# Yurkiw Harness?



## DianaM (Jan 5, 2006)

http://www.allk-9.com/yurkiw-protection-...800927bd007bb89

Does anyone have any experience with that sort of harness? It looks great for tracking, pulling, and daily use. I'm really interested in this one but I am looking for any opinions due to the price. I figured this harness would get more attention in this section than any of the others, except maybe the police section. Thanks!


----------



## cledford (Apr 5, 2005)

Looks cool - but I wouldn't trust it and as a helper wouldn't allow someone to work their dog on me with it. I've seen too many of the "unbreakable" 3 point buckles break. They seem especially fragile in cold weather. They typically come with a "can withstand XXX pounds of weight/force." But this doesn't take into consideration the plastic be subjected to the following:

- left in 120+ degree vehicle in summer
- Left in 15 degrees (or less) vehicle in winter
- Exposed to UV light when in use and possibly when not in use (left in sunlight in vehicle on ground all day during training or in bed of truck)

The bridgeport harness is leather and steel (buckles) and while a few seconds more effort to put on/take off there is no doubt about its security. It is cheaper and also doesn't sport the police logo that might lead some to think "wannabe."

-Calvin


----------



## laukaouda (Jun 26, 2002)

It looks similiar to harnesses used by my club members.
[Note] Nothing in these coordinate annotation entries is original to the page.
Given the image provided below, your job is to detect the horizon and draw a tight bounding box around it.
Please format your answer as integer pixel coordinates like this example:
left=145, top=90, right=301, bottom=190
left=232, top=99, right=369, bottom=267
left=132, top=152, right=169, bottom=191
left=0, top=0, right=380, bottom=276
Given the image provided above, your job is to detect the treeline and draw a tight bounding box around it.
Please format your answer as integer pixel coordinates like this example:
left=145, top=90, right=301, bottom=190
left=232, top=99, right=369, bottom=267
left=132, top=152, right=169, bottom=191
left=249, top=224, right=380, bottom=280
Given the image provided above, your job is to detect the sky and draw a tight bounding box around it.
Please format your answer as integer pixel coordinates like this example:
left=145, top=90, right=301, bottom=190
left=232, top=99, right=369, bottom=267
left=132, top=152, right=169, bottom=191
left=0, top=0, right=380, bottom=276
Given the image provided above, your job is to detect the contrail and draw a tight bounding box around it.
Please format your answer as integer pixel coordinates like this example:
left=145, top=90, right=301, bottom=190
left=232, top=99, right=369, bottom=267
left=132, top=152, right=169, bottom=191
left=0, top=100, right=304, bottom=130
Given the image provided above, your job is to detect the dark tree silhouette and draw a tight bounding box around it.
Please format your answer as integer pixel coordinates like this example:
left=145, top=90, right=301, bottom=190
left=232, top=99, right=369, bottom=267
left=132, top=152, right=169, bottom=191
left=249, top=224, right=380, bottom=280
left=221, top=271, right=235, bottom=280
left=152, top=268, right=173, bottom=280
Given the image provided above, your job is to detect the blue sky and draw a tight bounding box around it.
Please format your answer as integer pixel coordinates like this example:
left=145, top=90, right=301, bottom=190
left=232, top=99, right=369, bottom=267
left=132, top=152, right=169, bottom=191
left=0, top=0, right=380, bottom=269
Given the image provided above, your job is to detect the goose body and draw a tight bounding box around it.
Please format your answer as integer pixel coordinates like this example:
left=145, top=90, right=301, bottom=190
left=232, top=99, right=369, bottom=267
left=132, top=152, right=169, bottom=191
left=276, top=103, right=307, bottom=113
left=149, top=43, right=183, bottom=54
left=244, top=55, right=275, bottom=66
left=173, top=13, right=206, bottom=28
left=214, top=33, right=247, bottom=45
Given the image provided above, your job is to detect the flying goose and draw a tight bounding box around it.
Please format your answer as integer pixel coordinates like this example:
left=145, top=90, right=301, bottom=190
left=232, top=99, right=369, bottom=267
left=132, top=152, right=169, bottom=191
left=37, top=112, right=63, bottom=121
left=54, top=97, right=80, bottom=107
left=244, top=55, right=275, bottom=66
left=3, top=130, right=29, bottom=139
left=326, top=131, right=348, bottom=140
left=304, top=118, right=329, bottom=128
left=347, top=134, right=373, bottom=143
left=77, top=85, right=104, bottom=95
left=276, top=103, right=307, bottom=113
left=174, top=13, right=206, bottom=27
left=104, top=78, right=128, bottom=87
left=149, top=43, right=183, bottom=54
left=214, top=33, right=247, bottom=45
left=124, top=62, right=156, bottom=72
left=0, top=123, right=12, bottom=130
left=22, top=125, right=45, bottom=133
They all seems to like it.

I have a Bridgeport which will probably last longer than I am able to work dogs.

I don't like anything that can hold water/mud/drool/blood/fecal matter/vomit (get my point). My new gear is leather or ASAT.

A lot of the helpers at my club are active/retired police officers they would probably order me off the field if we showed up with the logo.


----------



## DianaM (Jan 5, 2006)

The logo patches can be purchased separately and do not come standard with the harness. If I were to get a logo, it would say "DO NOT PET" and no way in heck would I get one that stated we were with any agency except for use as a Halloween costume. I've no patience for those types of wannabes and show-offs, either.









Calvin, good points to consider. This would not be used as an agitation harness but I still consider strength a priority. Laukaouda, good points as well. Seeing how this is a mix of materials, it would certainly be tough to wash.







Good feedback, thanks!


----------



## Joker (Sep 15, 2006)

Prolly hot to


----------



## Sarah'sSita (Oct 27, 2001)

Hey Mike--you mean "probably hot too" ?
Has a bunch of velcro--that is not too reliable and wears out in a short time. I wouldn't be one to toss down 60 bucks for that. I like my leather and brass harness, it'll last and when I am done with dog training I'll pass it on to the next dog trainer to use.


----------



## lhczth (Apr 5, 2000)

Club member has one of those. They are TERRIBLE for protection work. Always riding up in front and making it hard for the dog to breath.


----------



## DianaM (Jan 5, 2006)

Oooh that is good to know. Not that I'll ever do protection work with Renji, but good to know nonetheless. 

I'm starting a new thread for harness recommendations, thanks all!


----------